I knew a guy who would take his aluminum oven on backpacking trips. We never tried to talk him out of it. (-:
(BTW, if you’re backpacking, you can make perfectly serviceable baked apples with that same recipe by just wrapping them in foil and sitting them directly in the coals. No oven needed.)
Yup… my local army surplus carries a full line of lodge cast iron, tiny 2 inch pans to giant pots that feed a troop, and also the hanging frames and other accessories.
The 6 1/2 inch skillet looks useless, but I get a lot of use from mine cooking up to three eggs. I also scrape down the interior with a steel spatula to greatly smooth the finish before reseasoning them.
They are handy. The year I moved into my current house we had an ice storm that knocked out electricity for 3 days. I wasn’t concerned though; I had a wood fireplace, gas hot water and plenty of wood. Roasted a great chicken while heating the house.
What does concern me is that BoingBoing participates in the Amazon Affiliates program without proper disclosure, This generates income for them at the expense of us Happy Mutants.
The solution is: when Jason, Cory, Xeni, et. al. post an irresistible link, I just strip out the affiliate code from the URL.
There is a line in Joshua Slocum’s “Sailing Alone Around The World” (1900) where he talks about getting a craving for bread somewhere down around Tierra Del Fuego. However, there are no towns and the natives are notoriously brutal, so he makes some sourdough and kindles a fire in a bucket to bake the bread. That’s all he says about it, but he started life at sea as a cook’s assistant, so no doubt he knew what he was doing. But I just thought, baking a loaf of bread in a bucket on a small wooden boat at sea sounds like the most totally bad-ass loaf of bread ever.
I don’t mind affiliate links. It’s the price of reading and participating for free.
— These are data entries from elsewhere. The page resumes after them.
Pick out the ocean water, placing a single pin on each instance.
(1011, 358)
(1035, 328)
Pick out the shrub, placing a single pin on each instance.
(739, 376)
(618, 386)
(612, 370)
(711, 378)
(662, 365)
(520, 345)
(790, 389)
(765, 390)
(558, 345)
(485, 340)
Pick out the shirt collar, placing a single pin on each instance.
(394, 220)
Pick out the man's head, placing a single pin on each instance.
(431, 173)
What I do mind is that it was other BB readers who clued me in to the fact that if you click on their link, even if you don’t buy the item, anything you do buy at Amazon for a set period of time (24 hours, I think) is credited to them, and I believe they actually see the info of who you are and what you bought. THAT, I have a problem with.
For organised family types, that is undoubtedly a great camping accessory. For drunk/high idiots who are camping, this is easily the best camping accessory:
As long as you’re sober enough to have bread, cheese (and hopefully other stuff) and not fall in a fire, this thing provides salty, oily stomach-lining of the highest quality and convenience.
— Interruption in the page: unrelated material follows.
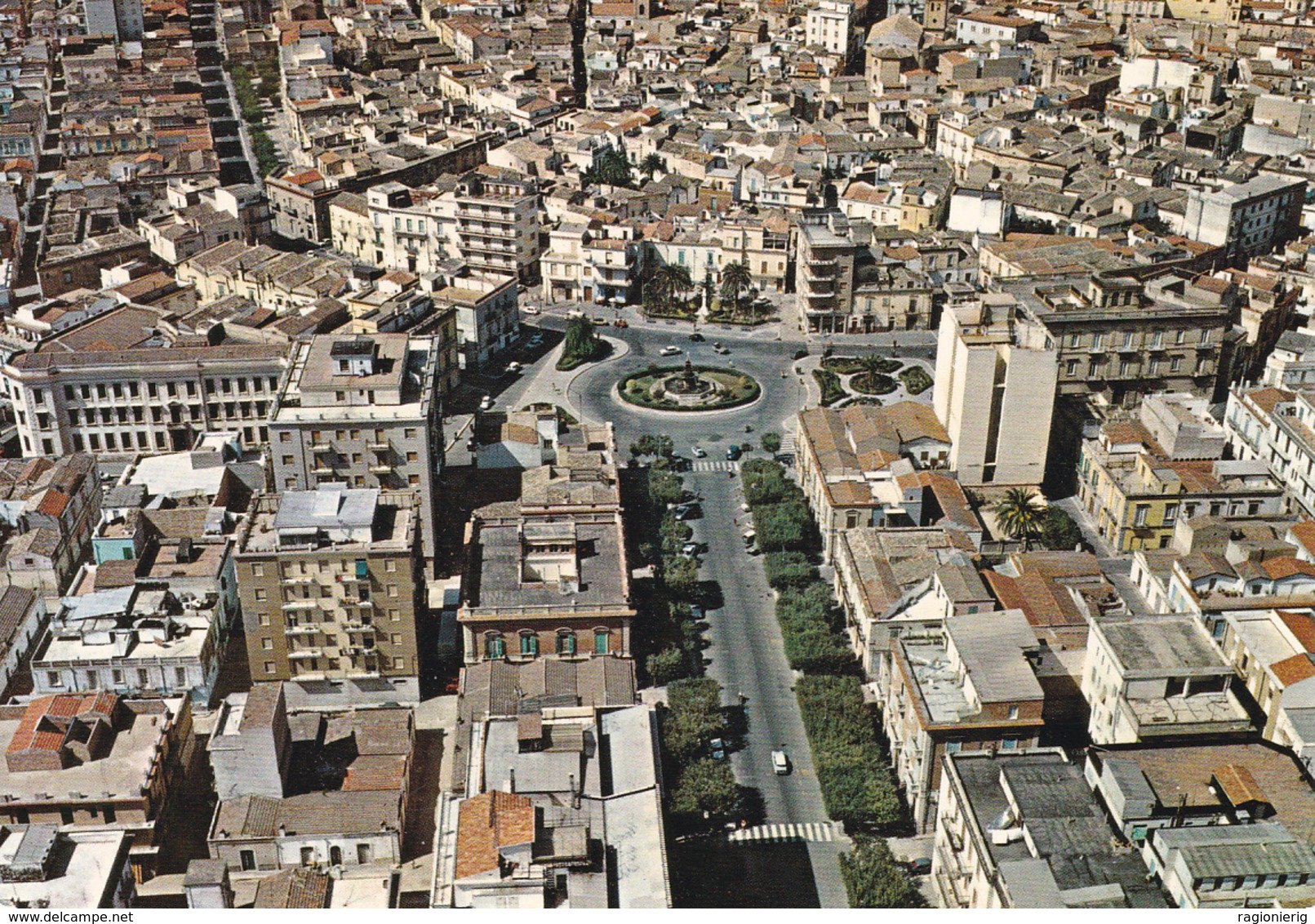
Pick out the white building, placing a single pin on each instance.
(1151, 678)
(1248, 219)
(994, 392)
(830, 25)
Oh hell yes, those are great. They are available in cast iron or aluminum if weight is a factor. A nice cheese and sausage sammich on greasy toasted bread!
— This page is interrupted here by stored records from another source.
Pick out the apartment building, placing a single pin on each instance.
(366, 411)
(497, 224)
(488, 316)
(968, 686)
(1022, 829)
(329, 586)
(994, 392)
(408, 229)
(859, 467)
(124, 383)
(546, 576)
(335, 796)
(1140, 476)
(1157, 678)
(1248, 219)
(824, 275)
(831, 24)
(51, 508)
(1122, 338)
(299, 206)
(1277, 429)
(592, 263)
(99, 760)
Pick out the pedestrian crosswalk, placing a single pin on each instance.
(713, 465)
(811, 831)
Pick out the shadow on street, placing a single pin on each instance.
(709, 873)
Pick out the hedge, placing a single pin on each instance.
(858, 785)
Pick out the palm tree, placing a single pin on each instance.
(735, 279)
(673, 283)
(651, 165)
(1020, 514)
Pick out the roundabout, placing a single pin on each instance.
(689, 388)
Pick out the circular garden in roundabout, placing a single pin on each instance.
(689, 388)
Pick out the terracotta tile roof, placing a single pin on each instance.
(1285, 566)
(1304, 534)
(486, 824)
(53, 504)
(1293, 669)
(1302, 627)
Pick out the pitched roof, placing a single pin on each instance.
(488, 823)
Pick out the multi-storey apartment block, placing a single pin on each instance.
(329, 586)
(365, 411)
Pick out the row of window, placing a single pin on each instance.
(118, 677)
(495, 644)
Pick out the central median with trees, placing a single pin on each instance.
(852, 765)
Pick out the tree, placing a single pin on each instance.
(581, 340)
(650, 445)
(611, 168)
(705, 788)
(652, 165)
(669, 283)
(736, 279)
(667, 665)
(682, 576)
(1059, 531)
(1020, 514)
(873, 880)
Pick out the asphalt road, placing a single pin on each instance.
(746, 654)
We know that? I didn’t recall from when it was first published, that the article reached that conclusion, so I read it again. I was right. The only conclusion it reached was that if you strip down a piece of cast iron cookware, and take the time to properly season it, it works quite well. No real surprise there. They could have done the same thing to a brand new piece of Lodge, and it also would have worked quite well.
The smaller “pie irons” are good for deserts. You can find a tin of cherry or blueberry pie filling at any country store and let the kids make fruit pies as a nice change from S’mores.